The ‘Portfolio’ makes up a whole station when it comes to the interview, so it’s very important! The examiners will expect you to know everything that you put into your portfolio, so again, it pays to arrange it early and know it backwards!
The portfolio or ‘Evidence Folder’ should be put together in a standard lever arch folder with a contents page at the beginning and dividers for each section. You can name the sections as you want but I would follow the titles given to you for each of the scoring sections: Undergraduate, Postgraduate, Prizes/Awards, Presentations etc. This way the examiners can quickly go through each section and mark off the evidence against your application scores. This means there will be more time for actual questions in the interview, allowing you to sell yourself rather than wasting time helping the examiner find a bit of evidence!
Ultimately the ‘portfolio’ is a way for the examiners to get an idea of you before you enter, but it is how you present and discuss the items within it that really scores you points. Think about the parts of your portfolio that you are most proud of, and the parts that will make you a good fit to be a medical SHO. These are the bits to focus on in your answer – make the examiners look at your best bits.

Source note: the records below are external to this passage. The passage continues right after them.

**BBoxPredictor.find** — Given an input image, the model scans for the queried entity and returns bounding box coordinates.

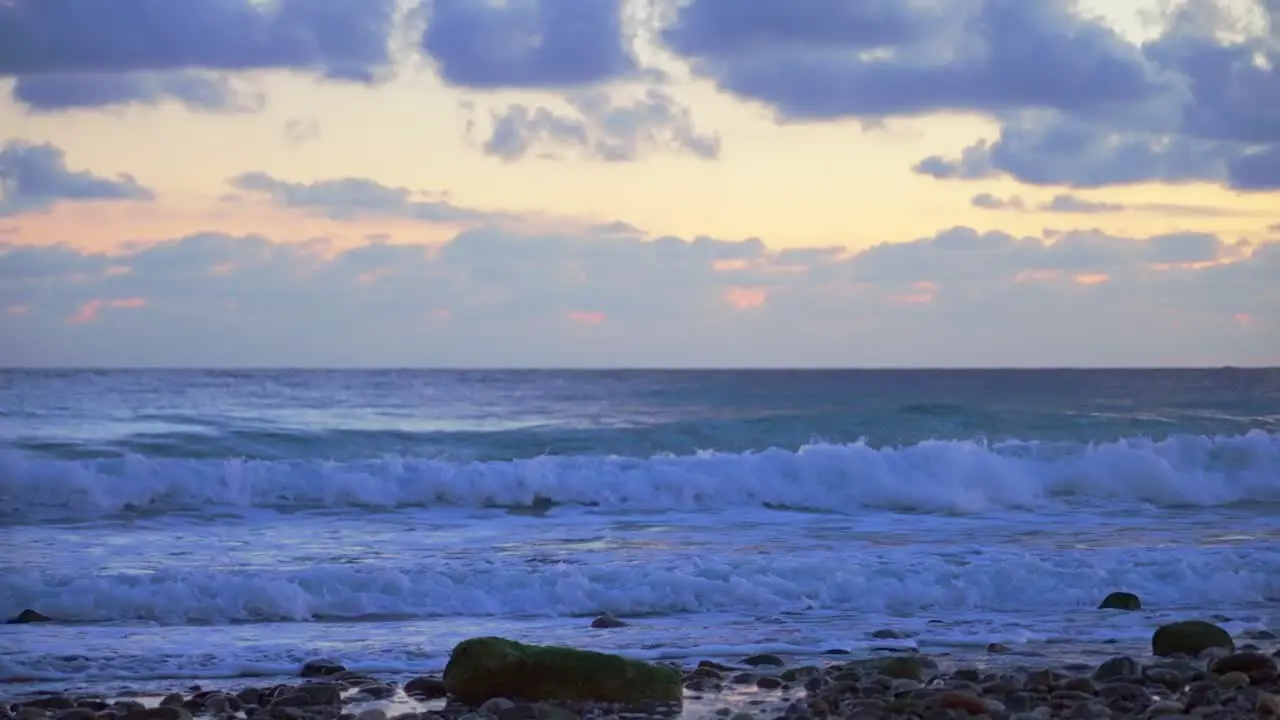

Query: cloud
[420,0,637,90]
[0,0,396,110]
[13,72,266,113]
[0,228,1280,366]
[229,172,506,223]
[969,192,1270,218]
[484,88,721,163]
[663,0,1280,191]
[0,140,155,218]
[284,118,320,145]
[663,0,1155,119]
[969,192,1027,210]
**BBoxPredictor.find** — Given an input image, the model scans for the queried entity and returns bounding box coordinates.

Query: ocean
[0,369,1280,694]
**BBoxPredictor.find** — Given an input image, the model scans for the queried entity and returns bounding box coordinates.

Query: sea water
[0,369,1280,693]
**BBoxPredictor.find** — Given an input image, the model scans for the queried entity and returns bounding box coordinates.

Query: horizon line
[0,363,1280,373]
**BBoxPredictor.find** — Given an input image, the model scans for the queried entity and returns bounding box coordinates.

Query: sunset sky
[0,0,1280,366]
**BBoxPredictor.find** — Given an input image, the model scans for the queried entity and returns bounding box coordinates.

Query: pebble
[10,640,1280,720]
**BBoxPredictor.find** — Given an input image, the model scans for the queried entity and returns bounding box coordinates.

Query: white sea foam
[0,430,1280,521]
[0,538,1280,624]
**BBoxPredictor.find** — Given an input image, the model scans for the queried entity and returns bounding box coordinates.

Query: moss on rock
[444,637,682,705]
[1151,620,1235,657]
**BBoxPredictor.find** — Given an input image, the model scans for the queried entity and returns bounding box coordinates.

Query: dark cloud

I would also include a section at the back detailing any extracurricular activities. The examiners want to see that there is a life beyond medicine and ultimately that you are a nice human being who they could actually work with. Anything could go in this section. Maybe you sing in a choir, or you love mountain climbing, or you’re just really good at baking. Whatever it is, find a way of including it and it will certainly make you stand out that little bit more!
- Make sure it’s neat and easy to use. The examiners only get ten minutes with it before you enter the room. It should be clear from the contents page where every bit of evidence is and how to get to it.
- Do not over fill your portfolio! You may think that you have to put in everything you have ever done in medicine. Do NOT do this. All this will accomplish is to irritate your examiners. Be selective with what you include – chose only the best bits and the things YOU want to talk about. It must be relevant to the job your applying for so don’t include it if it isn’t!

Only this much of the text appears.